Exercise for the Degree of Bachelor of Music

[Printed extract glued into the diary]

Exercise for the Degree of Bachelor of Music, composed by Edwin George Monk, Fellow and Precentor of St Peter’s College, Radley.

To be performed in the Hall of Exeter Coll.
On Saturday, December 2nd, 1848, at 2 o’clock.

Chorus. It was the Winter wild,
While the Heaven-born Child
All meanly wrapt in the rude manger lies;
Nature in awe of Him,
Had doff’d her gaudy trim,
With her Great Master so to sympathize.
Recit. Bass. No war or battle’s sound,
Was heard the world around:
The idle spear and shield were high hung up;
The hooked chariot stood
Unstained with hostile blood;
The trumpet spake not to the armed throng;
And kings sat still with awful eye,
As if they surely knew their Sovereign Lord was by.
Chorus But peaceful was the night,
Wherein the Prince of Light
His reign of peace upon the earth began:
The winds with wonder whist,
Smoothly the waters kiss’d:
Whispering new joys to the wild ocean,
Who now hath quite forgot to rave,
While birds of calm sit brooding on the charmed wave.
Recit. Treble. The Shepherds on the lawn,
Or ere the point of dawn,
Sat in a rustic row:
Air. Treble When such music sweet
Their hearts and ears did greet,
As never was by mortal fingers strook,
Divinely-warbled voice
Answering the stringed noise,
As all their souls in blissful rapture took:
Chorus The air, such pleasure loth to lose,
With thousand echoes still prolongs each heavenly close.
Quartet Yea Truth, and Justice then
Will down return to men,
Orb’d in a rainbow; and, like glories wearing,
Mercy will sit between,
Throned in celestial sheen,
With radiant feet the tissued clouds down steering;
And Heaven as at some festival,
Will open wide the gates of her high palace hall.
Chorus Ring out, ye crystal spheres,
Once bless our human ears,
If ye have power to touch our senses so;
And let our silver chime,
Move in melodious time;
And, with your ninefold harmony,
Make up full concert to the angelic symphony.

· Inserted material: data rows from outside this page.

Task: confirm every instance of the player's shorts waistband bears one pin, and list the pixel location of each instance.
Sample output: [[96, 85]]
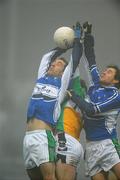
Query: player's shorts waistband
[[36, 131]]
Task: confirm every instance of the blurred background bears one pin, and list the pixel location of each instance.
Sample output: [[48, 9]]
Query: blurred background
[[26, 33]]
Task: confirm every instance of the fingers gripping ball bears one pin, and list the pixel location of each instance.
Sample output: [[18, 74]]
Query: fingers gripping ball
[[64, 37]]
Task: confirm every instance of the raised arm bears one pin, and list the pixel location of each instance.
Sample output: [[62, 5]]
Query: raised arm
[[90, 53]]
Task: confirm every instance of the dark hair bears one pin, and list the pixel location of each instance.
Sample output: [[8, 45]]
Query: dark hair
[[117, 74], [64, 60], [83, 84]]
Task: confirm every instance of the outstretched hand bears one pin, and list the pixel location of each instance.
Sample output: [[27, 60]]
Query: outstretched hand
[[87, 27]]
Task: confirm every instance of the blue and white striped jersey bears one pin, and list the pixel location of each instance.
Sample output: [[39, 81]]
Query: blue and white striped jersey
[[49, 91], [106, 103]]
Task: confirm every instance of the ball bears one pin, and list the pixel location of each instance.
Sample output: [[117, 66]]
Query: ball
[[64, 37]]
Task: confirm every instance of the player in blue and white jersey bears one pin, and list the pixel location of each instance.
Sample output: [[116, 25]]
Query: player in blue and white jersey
[[43, 112], [100, 110]]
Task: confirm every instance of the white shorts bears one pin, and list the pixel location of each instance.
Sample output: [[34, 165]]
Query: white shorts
[[100, 155], [71, 153], [38, 148]]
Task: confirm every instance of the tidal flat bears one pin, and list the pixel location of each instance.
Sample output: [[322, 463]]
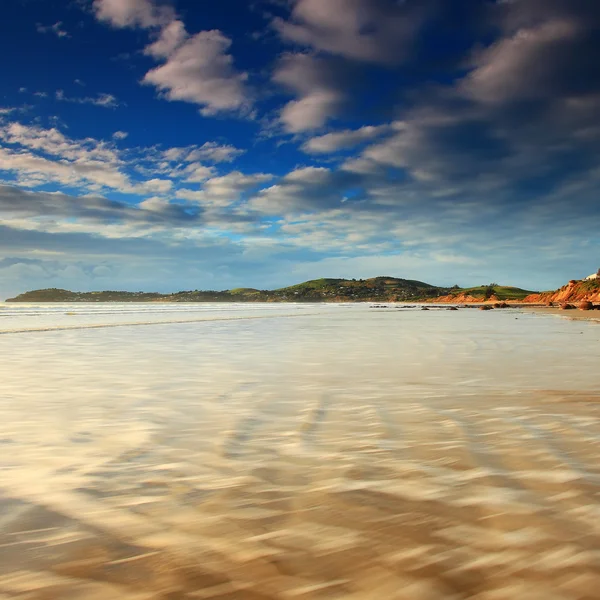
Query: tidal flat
[[303, 451]]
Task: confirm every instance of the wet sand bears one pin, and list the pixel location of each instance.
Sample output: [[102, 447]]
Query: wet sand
[[361, 456], [585, 315]]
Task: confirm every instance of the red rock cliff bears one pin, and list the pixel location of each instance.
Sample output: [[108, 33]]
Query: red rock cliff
[[574, 291]]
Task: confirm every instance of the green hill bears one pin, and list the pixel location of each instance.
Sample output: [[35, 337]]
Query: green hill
[[379, 289], [502, 292], [375, 289]]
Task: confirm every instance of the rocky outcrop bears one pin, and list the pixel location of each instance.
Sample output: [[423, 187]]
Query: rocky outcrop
[[458, 299], [575, 291]]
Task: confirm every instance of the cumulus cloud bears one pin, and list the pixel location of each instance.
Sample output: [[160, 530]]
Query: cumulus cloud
[[103, 100], [16, 203], [305, 189], [195, 68], [225, 190], [37, 156], [200, 71], [133, 13], [342, 140], [171, 37], [318, 85], [377, 31], [57, 29]]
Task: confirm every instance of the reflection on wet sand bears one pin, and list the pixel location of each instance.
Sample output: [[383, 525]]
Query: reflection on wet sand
[[229, 461]]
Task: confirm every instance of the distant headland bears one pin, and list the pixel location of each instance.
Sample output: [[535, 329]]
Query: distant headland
[[376, 289]]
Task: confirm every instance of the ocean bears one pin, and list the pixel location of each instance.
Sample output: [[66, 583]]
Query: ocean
[[264, 451]]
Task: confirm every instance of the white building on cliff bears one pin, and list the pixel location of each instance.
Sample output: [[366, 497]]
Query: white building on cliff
[[593, 276]]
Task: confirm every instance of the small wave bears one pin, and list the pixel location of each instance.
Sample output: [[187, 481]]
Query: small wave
[[140, 323]]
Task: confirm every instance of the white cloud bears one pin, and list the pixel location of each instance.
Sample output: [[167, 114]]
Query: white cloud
[[103, 100], [225, 190], [56, 29], [314, 81], [520, 66], [171, 37], [201, 71], [38, 156], [341, 140], [197, 172], [377, 31], [214, 152], [133, 13]]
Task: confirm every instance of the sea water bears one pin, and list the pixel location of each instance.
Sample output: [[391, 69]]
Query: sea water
[[297, 450]]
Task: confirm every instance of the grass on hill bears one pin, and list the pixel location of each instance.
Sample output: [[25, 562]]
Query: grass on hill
[[501, 292]]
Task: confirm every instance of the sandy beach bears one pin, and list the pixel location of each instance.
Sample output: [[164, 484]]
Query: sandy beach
[[347, 453]]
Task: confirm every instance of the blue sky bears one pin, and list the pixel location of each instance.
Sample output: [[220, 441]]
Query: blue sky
[[167, 145]]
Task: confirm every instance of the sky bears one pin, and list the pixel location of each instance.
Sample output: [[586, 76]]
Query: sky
[[165, 145]]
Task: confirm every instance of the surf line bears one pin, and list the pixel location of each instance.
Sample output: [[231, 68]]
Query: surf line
[[140, 323]]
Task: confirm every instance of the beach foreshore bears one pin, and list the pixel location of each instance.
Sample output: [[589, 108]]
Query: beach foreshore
[[347, 454], [584, 315]]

The words are abridged from John Milton’s Hymn on the morning of Christ’s Nativity. Monk has altered several verses, by removing Milton’s darker final couplets, and abridging some of the verse on Truth, justice and mercy. The final verse, ‘Ring out, ye crystal spheres’ has been moved from an earlier position in the entire poem. The most notable omissions are all references to Mary – (an ironic change given that they were originally written by Milton the Puritan and have now been removed by Monk the Tractarian), to Satan and the fall of the angels before Creation, which Milton links to the song of the angels to the shepherds, and the fate of the gods of the classical world.